Голос Берла, всегда хриплый и сдавленный, в минуты волнения не повышался, а, напротив, садился еще больше. Когда вспыхивали споры между ним и доктором Ландау, он все больше хрипел с каждым рыком, вырывавшимся из пасти окулиста, пока в конце концов его голос не начинал звучать как некий шепчуще-булькающий рокот, своеобразный звуковой фон для докторского рева. Доктор, который к тому времени был уже туговат на ухо и затруднялся воспринимать даже четкую дикцию, вовсе не слышал аргументации Берла на поздней стадии спора, а когда хотел все же узнать, что тот говорит, бывал вынужден прекратить метание громов и склонить ухо прямо ко рту Берла, и это сердило его еще больше, чем сами аргументы.

— Ты нарочно разговариваешь шепотом, шипишь, как змей, чтобы я прекратил говорить, чтобы мне пришлось к тебе прислушиваться, чтобы мне пришлось подносить ухо прямо тебе в рот! — говорил ему доктор в пылу спора, хотя знал, что это не ораторская уловка, призванная привлечь внимание.

Быть может, это было врожденным свойством, но возможно, голос Берла сел именно из-за непрерывных воплей, всегда его окружавших и вызывавших у него такое физическое отвращение, что от чужих криков у него иногда болело и хрипло горло. Так или иначе, по сиплому шепоту Берла Срулик понял, что тот находится в разгаре борьбы с реб Ицхоком, и поэтому поспешил заявить, прежде чем Берл продолжил о своем:

— Я ищу Длинного Хаима. Где его можно найти?

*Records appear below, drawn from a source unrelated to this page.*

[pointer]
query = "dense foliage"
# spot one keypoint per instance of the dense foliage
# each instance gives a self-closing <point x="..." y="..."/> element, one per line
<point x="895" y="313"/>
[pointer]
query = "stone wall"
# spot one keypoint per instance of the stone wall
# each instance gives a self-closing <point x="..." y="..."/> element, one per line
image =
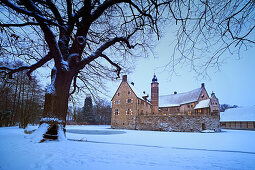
<point x="177" y="123"/>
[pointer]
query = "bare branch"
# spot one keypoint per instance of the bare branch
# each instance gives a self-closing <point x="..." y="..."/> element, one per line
<point x="101" y="49"/>
<point x="118" y="68"/>
<point x="10" y="71"/>
<point x="19" y="25"/>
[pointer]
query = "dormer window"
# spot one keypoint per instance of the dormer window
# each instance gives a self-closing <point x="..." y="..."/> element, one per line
<point x="129" y="100"/>
<point x="129" y="112"/>
<point x="116" y="112"/>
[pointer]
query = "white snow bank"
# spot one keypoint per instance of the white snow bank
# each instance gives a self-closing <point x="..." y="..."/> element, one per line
<point x="150" y="150"/>
<point x="37" y="136"/>
<point x="238" y="114"/>
<point x="203" y="104"/>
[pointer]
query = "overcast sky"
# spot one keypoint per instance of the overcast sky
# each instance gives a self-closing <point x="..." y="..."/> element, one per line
<point x="233" y="84"/>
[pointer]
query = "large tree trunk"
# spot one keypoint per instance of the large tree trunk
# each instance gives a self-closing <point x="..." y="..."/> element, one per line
<point x="52" y="125"/>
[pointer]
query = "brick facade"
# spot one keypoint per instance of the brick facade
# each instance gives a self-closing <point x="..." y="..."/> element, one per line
<point x="132" y="110"/>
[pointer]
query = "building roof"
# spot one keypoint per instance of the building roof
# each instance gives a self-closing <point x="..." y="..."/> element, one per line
<point x="203" y="104"/>
<point x="238" y="114"/>
<point x="137" y="92"/>
<point x="180" y="98"/>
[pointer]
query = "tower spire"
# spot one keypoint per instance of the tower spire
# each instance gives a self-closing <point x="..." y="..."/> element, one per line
<point x="154" y="94"/>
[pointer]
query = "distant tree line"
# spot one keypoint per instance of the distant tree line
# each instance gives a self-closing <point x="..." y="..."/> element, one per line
<point x="21" y="99"/>
<point x="99" y="113"/>
<point x="224" y="107"/>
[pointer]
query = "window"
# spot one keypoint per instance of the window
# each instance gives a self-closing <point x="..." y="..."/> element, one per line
<point x="117" y="102"/>
<point x="129" y="100"/>
<point x="116" y="112"/>
<point x="129" y="112"/>
<point x="189" y="112"/>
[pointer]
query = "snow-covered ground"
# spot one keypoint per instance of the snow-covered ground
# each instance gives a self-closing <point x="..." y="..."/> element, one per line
<point x="105" y="148"/>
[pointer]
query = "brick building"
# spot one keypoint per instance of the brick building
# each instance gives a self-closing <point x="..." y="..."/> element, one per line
<point x="238" y="118"/>
<point x="190" y="111"/>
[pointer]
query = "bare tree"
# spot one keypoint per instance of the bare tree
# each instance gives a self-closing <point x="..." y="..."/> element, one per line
<point x="92" y="38"/>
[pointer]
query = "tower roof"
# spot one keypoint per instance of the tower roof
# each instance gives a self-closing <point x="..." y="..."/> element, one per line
<point x="154" y="79"/>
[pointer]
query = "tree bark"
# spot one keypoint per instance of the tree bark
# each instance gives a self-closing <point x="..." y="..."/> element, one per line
<point x="55" y="107"/>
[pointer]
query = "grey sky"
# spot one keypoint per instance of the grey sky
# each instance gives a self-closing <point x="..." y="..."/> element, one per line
<point x="233" y="84"/>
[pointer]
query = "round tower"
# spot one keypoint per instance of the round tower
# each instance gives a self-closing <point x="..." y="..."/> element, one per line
<point x="154" y="94"/>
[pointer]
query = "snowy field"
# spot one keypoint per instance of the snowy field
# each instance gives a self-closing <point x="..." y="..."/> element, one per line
<point x="103" y="148"/>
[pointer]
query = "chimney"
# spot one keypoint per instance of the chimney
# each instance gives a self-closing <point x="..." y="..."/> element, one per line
<point x="202" y="85"/>
<point x="124" y="78"/>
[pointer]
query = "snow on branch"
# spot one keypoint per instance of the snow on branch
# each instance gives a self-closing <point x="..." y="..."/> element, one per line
<point x="118" y="68"/>
<point x="19" y="25"/>
<point x="10" y="71"/>
<point x="29" y="13"/>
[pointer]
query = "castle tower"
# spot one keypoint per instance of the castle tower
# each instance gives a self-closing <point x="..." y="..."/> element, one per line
<point x="154" y="94"/>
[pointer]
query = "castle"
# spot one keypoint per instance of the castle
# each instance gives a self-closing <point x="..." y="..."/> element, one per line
<point x="192" y="111"/>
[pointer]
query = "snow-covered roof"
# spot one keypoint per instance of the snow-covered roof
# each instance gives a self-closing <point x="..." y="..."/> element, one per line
<point x="203" y="104"/>
<point x="238" y="114"/>
<point x="180" y="98"/>
<point x="140" y="94"/>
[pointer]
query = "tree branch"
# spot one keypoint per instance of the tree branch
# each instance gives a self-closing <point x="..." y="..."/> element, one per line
<point x="101" y="49"/>
<point x="29" y="13"/>
<point x="118" y="68"/>
<point x="10" y="71"/>
<point x="20" y="25"/>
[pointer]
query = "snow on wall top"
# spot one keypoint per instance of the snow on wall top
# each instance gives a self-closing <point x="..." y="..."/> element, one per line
<point x="238" y="114"/>
<point x="203" y="104"/>
<point x="180" y="98"/>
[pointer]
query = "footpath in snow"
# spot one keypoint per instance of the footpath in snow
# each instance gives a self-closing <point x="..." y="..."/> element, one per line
<point x="99" y="147"/>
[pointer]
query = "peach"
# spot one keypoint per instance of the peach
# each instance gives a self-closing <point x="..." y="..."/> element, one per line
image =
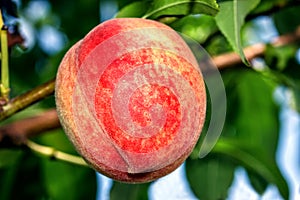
<point x="131" y="98"/>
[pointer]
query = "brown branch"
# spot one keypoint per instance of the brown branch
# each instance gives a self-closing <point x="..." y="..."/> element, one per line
<point x="27" y="99"/>
<point x="16" y="133"/>
<point x="25" y="128"/>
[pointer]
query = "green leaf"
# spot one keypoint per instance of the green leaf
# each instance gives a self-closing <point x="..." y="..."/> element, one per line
<point x="135" y="9"/>
<point x="129" y="191"/>
<point x="230" y="20"/>
<point x="210" y="177"/>
<point x="197" y="27"/>
<point x="60" y="176"/>
<point x="9" y="157"/>
<point x="23" y="180"/>
<point x="181" y="7"/>
<point x="260" y="165"/>
<point x="251" y="130"/>
<point x="68" y="181"/>
<point x="287" y="20"/>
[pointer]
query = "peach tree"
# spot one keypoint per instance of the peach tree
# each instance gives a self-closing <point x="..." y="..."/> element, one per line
<point x="164" y="82"/>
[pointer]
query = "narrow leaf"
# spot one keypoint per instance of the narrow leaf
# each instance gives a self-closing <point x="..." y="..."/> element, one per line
<point x="210" y="177"/>
<point x="129" y="191"/>
<point x="181" y="7"/>
<point x="230" y="20"/>
<point x="262" y="166"/>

Берл на секунду уставился на него в изумлении, словно тщетно пытаясь найти связь между долгой жизнью и происходящей здесь войной языков, и когда ему стало ясно, что нет между ними никакой связи и что Срулик пришел только для того, чтобы выяснить местонахождение его брата, раздражился еще сильнее и прошептал своим надтреснутым глухим голосом:

— Разве я сторож брату своему?[31]

У Срулика упало сердце: время поджимает, и вот — путь к поискам Длинного Хаима перекрыт. А ведь он, в сущности, ищет не Длинного Хаима, а ключи от папиной лавки, которые мама по глупости отдала ему. Если бы нашлись ключи, он бы уже бежал к посреднику просить задаток в счет арендной платы, и если бы узнал, что вся сделка непроста и требует времени, он не стал бы ждать завершения официальных формальностей. Он все устроил бы на один только задаток: заплатил бы Розе за то, что она уже сделала до сих пор, и за месяц вперед на все про все, перевез бы маму к сестре Рине и поспешил бы к Орит — объявить, что он готов к Великому Путешествию.

— В сущности, я ищу не вашего брата, а находящиеся у него ключи от папиной лавки, — сказал Срулик в качестве пояснения, больше для себя, чем для Берла, и повернулся, чтобы выйти.

Берл встрепенулся, произнес своим шепчущим голосом нечто не дошедшее до ушей Срулика, и когда тот обернулся к нему, повторил:

— Подожди меня в кафе «Кувшин». Я зайду туда через полчаса.

— Хорошо, — сказал Срулик, почувствовав, что Берл собирается поведать ему в «Кувшине» нечто по поводу Длинного Хаима, о чем нельзя сказать здесь, в конторе клиники.